Here we go again – leaders always tend to go again. I noted in September, when Cameron and Nick Clegg supported a military attack on Syria, that they were like characters in a dark film noir, insisting that they were not repeating the mistakes of Iraq while repeating them almost precisely until the Commons prevented them from going further. On economic policy the same patten has applied many times.
In 1970, Ted Heath was elected as a firm opponent of incomes policies and lost power three-and-a-half years later seeking to enforce one. Harold Wilson came in to No 10 determined not to implement such a mistaken policy. By the time he retired he supported an incomes policy, even though he knew what had happened to Heath. Jim Callaghan knew, too, and yet forced one through in ways that led to his dramatic fall.

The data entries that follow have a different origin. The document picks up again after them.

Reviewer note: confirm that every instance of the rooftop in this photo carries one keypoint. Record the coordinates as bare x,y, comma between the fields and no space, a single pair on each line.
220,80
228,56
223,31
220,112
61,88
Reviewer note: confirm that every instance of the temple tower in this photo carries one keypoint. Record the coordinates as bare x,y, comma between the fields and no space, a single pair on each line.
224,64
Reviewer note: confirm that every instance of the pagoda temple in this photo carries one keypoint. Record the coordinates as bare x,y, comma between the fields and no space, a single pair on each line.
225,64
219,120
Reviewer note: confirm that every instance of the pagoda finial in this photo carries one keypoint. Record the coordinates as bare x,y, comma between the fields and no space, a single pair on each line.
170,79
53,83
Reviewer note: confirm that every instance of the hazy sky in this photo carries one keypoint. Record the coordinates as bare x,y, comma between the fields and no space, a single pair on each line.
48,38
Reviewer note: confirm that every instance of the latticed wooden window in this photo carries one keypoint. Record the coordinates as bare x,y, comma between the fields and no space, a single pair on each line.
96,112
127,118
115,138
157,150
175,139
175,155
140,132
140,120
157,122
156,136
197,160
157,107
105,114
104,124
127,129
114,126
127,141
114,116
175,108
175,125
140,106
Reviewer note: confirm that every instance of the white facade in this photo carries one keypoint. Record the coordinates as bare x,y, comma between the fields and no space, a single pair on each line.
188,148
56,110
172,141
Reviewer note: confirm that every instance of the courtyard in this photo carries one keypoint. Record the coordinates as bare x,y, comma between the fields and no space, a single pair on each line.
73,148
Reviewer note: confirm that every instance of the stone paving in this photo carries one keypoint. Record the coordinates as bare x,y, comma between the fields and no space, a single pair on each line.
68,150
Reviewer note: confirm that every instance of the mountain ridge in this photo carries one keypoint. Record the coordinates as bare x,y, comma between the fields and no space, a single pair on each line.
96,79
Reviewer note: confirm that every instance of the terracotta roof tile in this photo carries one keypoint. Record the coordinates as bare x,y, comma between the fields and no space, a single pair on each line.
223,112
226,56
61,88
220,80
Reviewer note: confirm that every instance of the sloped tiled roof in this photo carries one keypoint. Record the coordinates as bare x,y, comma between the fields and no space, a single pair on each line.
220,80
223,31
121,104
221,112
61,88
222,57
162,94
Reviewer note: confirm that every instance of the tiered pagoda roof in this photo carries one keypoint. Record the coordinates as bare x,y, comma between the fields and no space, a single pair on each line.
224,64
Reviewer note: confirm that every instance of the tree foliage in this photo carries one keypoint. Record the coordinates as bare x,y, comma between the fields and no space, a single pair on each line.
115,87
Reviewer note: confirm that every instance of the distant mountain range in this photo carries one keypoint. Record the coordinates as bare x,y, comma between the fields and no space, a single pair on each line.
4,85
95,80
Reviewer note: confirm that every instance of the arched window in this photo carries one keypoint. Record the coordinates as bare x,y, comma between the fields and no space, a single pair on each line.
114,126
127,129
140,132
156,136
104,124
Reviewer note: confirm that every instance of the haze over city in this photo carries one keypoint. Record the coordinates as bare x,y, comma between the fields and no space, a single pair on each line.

This is the deeper answer to my opening question. Leaders cling to the failures of the past because the unknown future is even more frightening. Cameron was smart enough to have some doubts about Iraq but, when President Obama wanted support for military action of imprecise consequence, he was more than willing to help out. On the domestic front, Cameron used to say there were errors made in the 1980s that his party must not make again. Clegg repeats persistently that they will not return to the 1980s. And yet here they are implementing a help-to-buy scheme as prices boom.
Lending is cheap in a feverish property market – the very combination that caused the 2008 crash in the first place, and the wildly oscillating economic fortunes in the UK during the 1980s. The past is a treacherous place, but it is the only place they know.